The results of the present study showed that denitrification N loss differed with soil pH, which controlled the nitrification rate. Consequently, there was dramatically lower denitrification N loss in the JR soil (12.69%–23.41% of the applied N) than in the YC soil (26.83%–40.98% of the applied N) at equivalent rice-increased growth stages. These results were consistent with previous findings that nitrification inhibitors could dramatically decrease N loss from paddy soils (Sun et al., 2015; Zhou et al., 2020), thereby supporting the theory that rhizosphere nitrification controlled N loss through denitrification. Additionally, soluble organic matter has also been defined as an essential factor that influences denitrification through the provision of readily decomposable natural carbon as denitrification is a heterotrophic process (Lan et al., 2015; Yang et al., 2019). Rice plants release root exudate into rhizosphere soil; this exudate is rich in readily decomposable organic carbon, which can promote the nitrification rate and thereby increase denitrification. This also supports the proposal that rhizosphere nitrification controls N loss through denitrification.

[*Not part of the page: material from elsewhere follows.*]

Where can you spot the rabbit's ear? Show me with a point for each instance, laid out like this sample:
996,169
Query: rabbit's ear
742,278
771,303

Although the ¹⁵N mass conservation method has been used to simultaneously estimate the denitrification N loss in our pot experiment, this approach does have the inherent limitation that ¹⁵N may escape through other pathways. Until now, direct measurement of denitrification N losses with technology remains difficult (Lan et al., 2015), and in our study unrecovered ¹⁵N was used to estimate denitrification N losses. There is uncertainty in estimating denitrifying N losses using unrecovered ¹⁵N. Added ¹⁵N escapes through other pathways and processes, such as N leaching, emissions of N₂O and NO from nitrification, and NH₃ volatilization throughout the incubation experiment. In this study, ammonia volatilisation could be ignored due to the depth of ¹⁵N fertiliser application into the soil of 3–5 cm, based on the results of previous studies (Liu et al., 2015; Wang et al., 2017; Zhu et al., 2013). In addition, N leaching was prevented during the entire duration of the pot experiments. Thus, the main N loss pathway could be denitrification losses. As mentioned above, nitrification does occur in rhizosphere soils during the rice growth stages, and therefore, there are emissions of N₂O and NO during nitrification. Moreover, N₂, N₂O, and NO produced during denitrification have a significant environmental impact (Yang et al., 2019). Our results represent denitrification N loss in soils during the fallow period and may differ from in situ processes. Therefore, in future studies, there is a need to measure NO and N₂O emissions and to identify their production processes.